As for me, tired with all the data processing, I took a lazy if controversial approach. I decided that I will count each medal and each medalist the same. Bronze and gold look just as shiny to me. The official table counts just one medal for a team win, but I think that each piece of metal is a piece of joy for the person who brings it home: if eight people row together to get a medal and each can place a medal around their neck, then that’s eight medals for me. And then… let’s see how things go by focusing only on NUTS regions in Europe.
So… here’s my medal table for NUTS2:
NUTS 2 | Country | Total medals |
---|---|---|
Ile-de-France | France | 23 |
Lombardia | Italy | 13 |
Rhône-Alpes | France | 10 |
Greater Manchester | United Kingdom | 9 |
Nord-Est | Romania | 8 |
Budapest | Hungary | 7 |
West Central Scotland | United Kingdom | 7 |
Düsseldorf | Germany | 6 |
Zuid-Holland | Netherlands | 6 |
Campania | Italy | 5 |
Jadranska Hrvatska | Croatia | 5 |
Jihovýchod | Czechia | 5 |
Provence-Alpes-Côte d’Azur | France | 5 |
West Yorkshire | United Kingdom | 5 |
Beogradski region | Serbia | 4 |
Berlin | Germany | 4 |
Bretagne | France | 4 |
Eesti | Estonia | 4 |
Guadeloupe | France | 4 |
Kontinentalna Hrvatska | Croatia | 4 |
So what sport is it that folks in Ile-de-France are so good at? Mostly judo and fencing, it appears.
Sport | Total medals |
---|---|
judo | 10 |
fencing | 5 |
rugby | 2 |
triathlon | 2 |
equestrian sport | 1 |
rowing | 1 |
shooting sport | 1 |
track cycling | 1 |
And what if we adjust by population… would the ranking change significantly?
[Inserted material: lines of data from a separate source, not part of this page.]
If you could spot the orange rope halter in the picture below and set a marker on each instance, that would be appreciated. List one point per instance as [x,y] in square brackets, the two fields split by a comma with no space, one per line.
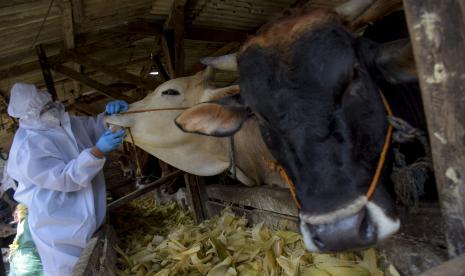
[382,157]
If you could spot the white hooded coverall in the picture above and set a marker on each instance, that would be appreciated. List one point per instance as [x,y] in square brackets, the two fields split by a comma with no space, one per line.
[60,180]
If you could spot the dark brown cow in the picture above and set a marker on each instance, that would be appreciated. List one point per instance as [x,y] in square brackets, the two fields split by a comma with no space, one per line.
[312,85]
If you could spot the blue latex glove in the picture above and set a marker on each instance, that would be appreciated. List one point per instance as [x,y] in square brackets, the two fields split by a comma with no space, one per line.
[110,140]
[116,106]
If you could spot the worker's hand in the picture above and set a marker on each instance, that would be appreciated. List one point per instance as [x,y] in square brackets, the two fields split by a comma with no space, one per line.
[116,106]
[110,140]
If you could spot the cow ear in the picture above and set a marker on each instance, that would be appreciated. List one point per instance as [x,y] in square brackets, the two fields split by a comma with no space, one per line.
[396,63]
[212,119]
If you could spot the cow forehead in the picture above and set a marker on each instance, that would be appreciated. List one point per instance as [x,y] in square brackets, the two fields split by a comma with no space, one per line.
[284,31]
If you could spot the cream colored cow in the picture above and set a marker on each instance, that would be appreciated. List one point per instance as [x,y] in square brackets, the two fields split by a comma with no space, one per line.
[156,133]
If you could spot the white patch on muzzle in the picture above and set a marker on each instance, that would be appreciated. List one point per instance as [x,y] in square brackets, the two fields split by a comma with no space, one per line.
[336,215]
[308,240]
[385,226]
[120,120]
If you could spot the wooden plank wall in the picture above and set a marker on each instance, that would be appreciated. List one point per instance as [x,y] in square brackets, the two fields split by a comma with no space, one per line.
[437,29]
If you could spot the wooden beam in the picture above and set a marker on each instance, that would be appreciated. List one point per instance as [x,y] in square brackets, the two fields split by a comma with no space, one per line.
[48,79]
[78,11]
[145,189]
[216,35]
[437,29]
[189,10]
[110,70]
[167,56]
[226,49]
[101,88]
[117,41]
[68,33]
[179,56]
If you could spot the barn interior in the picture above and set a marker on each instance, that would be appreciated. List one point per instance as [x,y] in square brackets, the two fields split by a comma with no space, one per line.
[88,52]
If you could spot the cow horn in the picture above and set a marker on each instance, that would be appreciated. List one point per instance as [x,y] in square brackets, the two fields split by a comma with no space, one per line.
[353,8]
[226,62]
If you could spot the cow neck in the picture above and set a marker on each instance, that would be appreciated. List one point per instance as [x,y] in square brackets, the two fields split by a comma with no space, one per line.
[374,182]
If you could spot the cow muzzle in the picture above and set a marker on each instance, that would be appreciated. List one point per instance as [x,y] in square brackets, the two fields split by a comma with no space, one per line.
[120,120]
[360,229]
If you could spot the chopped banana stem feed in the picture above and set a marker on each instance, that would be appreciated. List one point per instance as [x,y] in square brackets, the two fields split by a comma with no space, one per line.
[164,241]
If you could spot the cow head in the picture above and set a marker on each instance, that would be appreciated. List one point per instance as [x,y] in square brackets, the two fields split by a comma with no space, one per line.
[312,86]
[156,133]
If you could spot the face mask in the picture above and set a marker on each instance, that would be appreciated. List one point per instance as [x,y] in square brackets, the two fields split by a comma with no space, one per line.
[52,113]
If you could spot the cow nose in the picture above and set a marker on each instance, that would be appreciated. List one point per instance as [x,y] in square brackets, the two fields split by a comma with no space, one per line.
[355,231]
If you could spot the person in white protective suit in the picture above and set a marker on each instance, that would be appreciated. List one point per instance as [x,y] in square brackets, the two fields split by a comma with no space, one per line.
[57,160]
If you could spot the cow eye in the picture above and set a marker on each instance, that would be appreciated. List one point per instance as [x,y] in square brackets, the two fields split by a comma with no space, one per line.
[171,92]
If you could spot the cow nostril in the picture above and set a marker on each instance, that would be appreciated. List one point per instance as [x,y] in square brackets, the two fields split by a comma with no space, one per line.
[367,229]
[316,239]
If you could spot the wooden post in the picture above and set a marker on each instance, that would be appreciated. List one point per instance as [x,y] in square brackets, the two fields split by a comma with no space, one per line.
[69,41]
[46,71]
[179,56]
[437,31]
[197,196]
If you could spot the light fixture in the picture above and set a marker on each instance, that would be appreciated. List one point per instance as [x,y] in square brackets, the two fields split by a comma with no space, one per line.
[153,68]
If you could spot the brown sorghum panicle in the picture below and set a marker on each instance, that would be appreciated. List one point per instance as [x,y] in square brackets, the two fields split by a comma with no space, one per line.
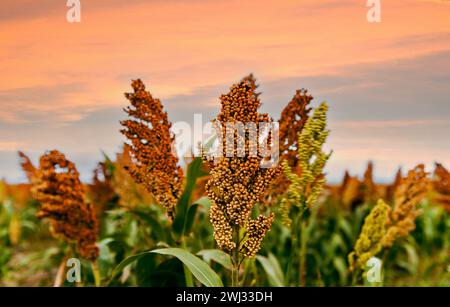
[61,194]
[441,184]
[236,183]
[154,163]
[407,197]
[291,123]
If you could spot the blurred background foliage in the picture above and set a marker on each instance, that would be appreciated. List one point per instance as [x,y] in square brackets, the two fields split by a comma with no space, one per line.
[132,223]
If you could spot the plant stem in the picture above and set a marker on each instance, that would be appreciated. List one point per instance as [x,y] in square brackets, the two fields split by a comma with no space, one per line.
[59,279]
[96,271]
[235,258]
[303,248]
[187,273]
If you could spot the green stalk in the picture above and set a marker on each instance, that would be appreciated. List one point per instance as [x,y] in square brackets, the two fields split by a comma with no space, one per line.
[96,271]
[235,258]
[187,273]
[303,249]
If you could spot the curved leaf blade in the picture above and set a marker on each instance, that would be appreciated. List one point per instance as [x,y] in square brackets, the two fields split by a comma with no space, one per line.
[200,269]
[216,255]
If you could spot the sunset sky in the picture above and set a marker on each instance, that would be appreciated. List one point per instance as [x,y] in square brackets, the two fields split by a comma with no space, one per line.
[387,84]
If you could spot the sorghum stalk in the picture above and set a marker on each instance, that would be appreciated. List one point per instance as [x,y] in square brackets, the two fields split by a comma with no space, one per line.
[238,181]
[305,188]
[154,163]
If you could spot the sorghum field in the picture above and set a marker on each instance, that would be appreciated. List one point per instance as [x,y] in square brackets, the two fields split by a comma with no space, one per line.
[150,218]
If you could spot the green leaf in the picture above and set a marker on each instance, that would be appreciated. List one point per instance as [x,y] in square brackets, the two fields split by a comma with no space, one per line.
[190,218]
[127,261]
[273,270]
[196,266]
[216,255]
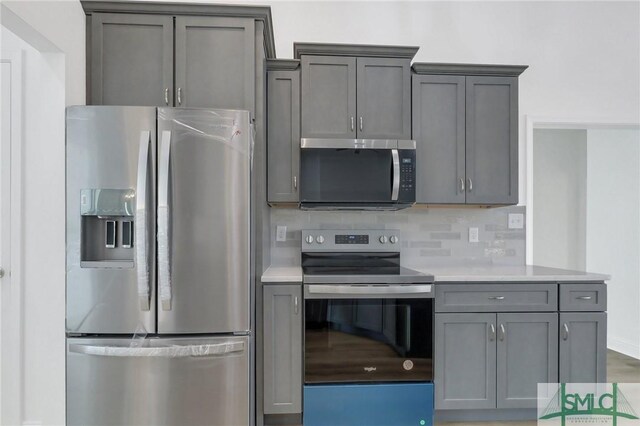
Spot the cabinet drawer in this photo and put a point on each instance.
(496, 297)
(583, 297)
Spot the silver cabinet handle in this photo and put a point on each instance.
(141, 225)
(565, 331)
(395, 189)
(164, 241)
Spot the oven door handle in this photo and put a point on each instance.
(390, 291)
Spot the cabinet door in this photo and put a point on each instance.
(215, 62)
(283, 135)
(282, 349)
(131, 59)
(527, 355)
(583, 347)
(384, 98)
(492, 140)
(328, 97)
(439, 132)
(465, 361)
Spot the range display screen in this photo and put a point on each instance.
(352, 239)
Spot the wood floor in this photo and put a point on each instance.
(620, 369)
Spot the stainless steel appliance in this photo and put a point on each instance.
(158, 266)
(368, 330)
(357, 174)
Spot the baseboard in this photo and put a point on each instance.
(624, 347)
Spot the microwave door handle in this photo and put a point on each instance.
(164, 242)
(395, 189)
(141, 224)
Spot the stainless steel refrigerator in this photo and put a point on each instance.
(158, 266)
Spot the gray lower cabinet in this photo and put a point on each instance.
(282, 322)
(215, 62)
(283, 136)
(131, 59)
(527, 354)
(465, 360)
(583, 347)
(492, 140)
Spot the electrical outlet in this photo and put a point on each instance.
(516, 221)
(281, 233)
(473, 235)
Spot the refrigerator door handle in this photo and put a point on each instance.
(141, 225)
(211, 349)
(164, 240)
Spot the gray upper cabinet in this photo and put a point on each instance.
(527, 354)
(439, 131)
(492, 140)
(328, 97)
(465, 123)
(282, 349)
(384, 98)
(215, 62)
(465, 361)
(131, 59)
(283, 135)
(583, 347)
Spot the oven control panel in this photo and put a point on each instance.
(328, 240)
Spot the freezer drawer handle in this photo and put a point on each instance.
(213, 349)
(164, 240)
(141, 228)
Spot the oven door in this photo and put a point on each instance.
(356, 173)
(368, 333)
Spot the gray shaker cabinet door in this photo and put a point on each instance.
(465, 361)
(328, 97)
(583, 347)
(283, 135)
(131, 59)
(282, 349)
(492, 140)
(527, 355)
(384, 98)
(215, 62)
(439, 132)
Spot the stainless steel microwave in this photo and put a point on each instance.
(359, 174)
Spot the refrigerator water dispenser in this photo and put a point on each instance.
(107, 228)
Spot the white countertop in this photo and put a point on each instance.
(462, 273)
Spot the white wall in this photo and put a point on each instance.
(559, 198)
(613, 229)
(43, 238)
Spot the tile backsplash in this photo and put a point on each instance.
(434, 236)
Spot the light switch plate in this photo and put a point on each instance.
(516, 221)
(473, 235)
NUTS 2 | Total medals | Country | Population | Medals per million residents |
---|---|---|---|---|
Guadeloupe | 4 | France | 412 682 | 9.69 |
West Central Scotland | 7 | United Kingdom | 1 541 998 | 4.54 |
Budapest | 7 | Hungary | 1 750 216 | 4.00 |
Dytiki Makedonia | 1 | Greece | 264 670 | 3.78 |
Zentralschweiz | 3 | Switzerland | 818 962 | 3.66 |
Jadranska Hrvatska | 5 | Croatia | 1 373 802 | 3.64 |
Guyane | 1 | France | 288 086 | 3.47 |
Overijssel | 4 | Netherlands | 1 162 406 | 3.44 |
Molise | 1 | Italy | 300 516 | 3.33 |
Cheshire | 3 | United Kingdom | 931 347 | 3.22 |
Greater Manchester | 9 | United Kingdom | 2 822 003 | 3.19 |
Friesland (NL) | 2 | Netherlands | 649 957 | 3.08 |
Eesti | 4 | Estonia | 1 328 976 | 3.01 |
Ipeiros | 1 | Greece | 333 265 | 3.00 |
Jihovýchod | 5 | Czechia | 1 701 802 | 2.94 |
Ticino | 1 | Switzerland | 351 491 | 2.85 |
Martinique | 1 | France | 359 821 | 2.78 |
Ostschweiz | 3 | Switzerland | 1 183 813 | 2.53 |
Nord-Est | 8 | Romania | 3 184 215 | 2.51 |
Sjælland | 2 | Denmark | 837 359 | 2.39 |
I like this one. I like lazy summer afternoons.
If you want to play around with this dataset or expand on it, you can download it as a .csv file from this repository, where you find also a detailed description of the procedure used to generate it.
P.S. The data in this post have been last updated on: 2021-08-03 15:14:28.